Mario's Furniture began in 2002 as a video installation, including a single night of performance. Four years later, Mario’s Furniture 2 - created with programmer Clay Chaplin and electronic specialist Lorin Parker - is now a wireless environment where viewers become players, physically moving objects before a relentlessly panning camera, all the while watching themselves and their scores in real time on a large-screen projection.

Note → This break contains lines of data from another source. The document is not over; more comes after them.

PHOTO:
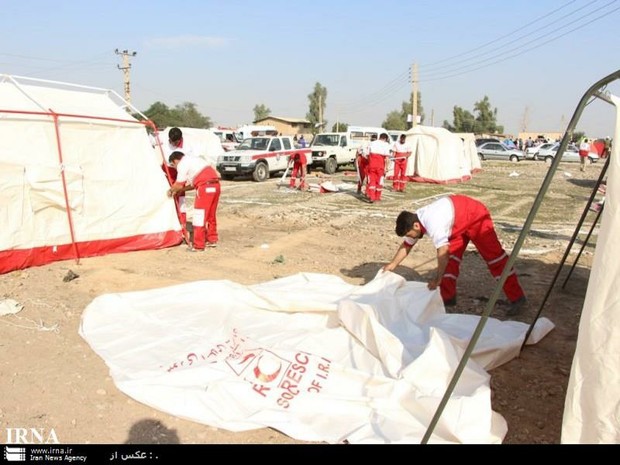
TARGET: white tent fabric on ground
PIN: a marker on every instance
(204, 143)
(592, 407)
(78, 176)
(309, 355)
(439, 156)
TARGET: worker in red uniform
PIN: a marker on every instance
(377, 159)
(362, 163)
(300, 167)
(401, 155)
(451, 222)
(176, 142)
(180, 199)
(196, 173)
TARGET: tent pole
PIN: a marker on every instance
(566, 252)
(64, 187)
(587, 239)
(583, 246)
(515, 251)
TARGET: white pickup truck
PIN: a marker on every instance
(331, 150)
(259, 157)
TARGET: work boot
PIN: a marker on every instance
(516, 307)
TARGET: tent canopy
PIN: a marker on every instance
(439, 156)
(78, 176)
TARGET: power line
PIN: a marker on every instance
(518, 53)
(125, 69)
(401, 81)
(494, 41)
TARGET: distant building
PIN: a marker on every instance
(287, 126)
(549, 136)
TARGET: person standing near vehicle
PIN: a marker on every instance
(401, 156)
(177, 143)
(300, 167)
(451, 222)
(362, 163)
(196, 173)
(584, 152)
(380, 151)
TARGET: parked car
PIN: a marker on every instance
(482, 140)
(498, 151)
(531, 153)
(571, 154)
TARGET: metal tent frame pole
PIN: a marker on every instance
(593, 91)
(594, 223)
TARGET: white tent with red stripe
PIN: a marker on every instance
(78, 176)
(438, 156)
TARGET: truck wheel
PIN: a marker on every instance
(261, 172)
(331, 166)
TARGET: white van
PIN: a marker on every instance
(254, 130)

In Mario’s Furniture 2 the body is actualized in real and virtual space simultaneously. Players can’t merely manipulate an avatar with a joystick. Playing Mario’s Furniture involves strenuous physicality, parodying conventional video games in which avatars are put in peril while players sit on a couch. Players must physically move the couch to play the
game. Mario’s emphasizes how camera and screen effect the construction of social relationships. Players see themselves (and not a stand in) under the camera’s scrutiny, humorously mirroring the absurdity of living within the frame.Mushkin and Barnet look at technological and narrative ways in which video and digital media unfold and complicate meaning. The game critically remarks on aesthetics and narrative boy-logic of computer games while reflecting on theories of the digitally decentered subject. The artists’ racing antics against the camera alludes to Chaplin and Keaton, Mario Brothers, Tomb Raider and the deadline pressed “Extreme Makeover: Home Edition.”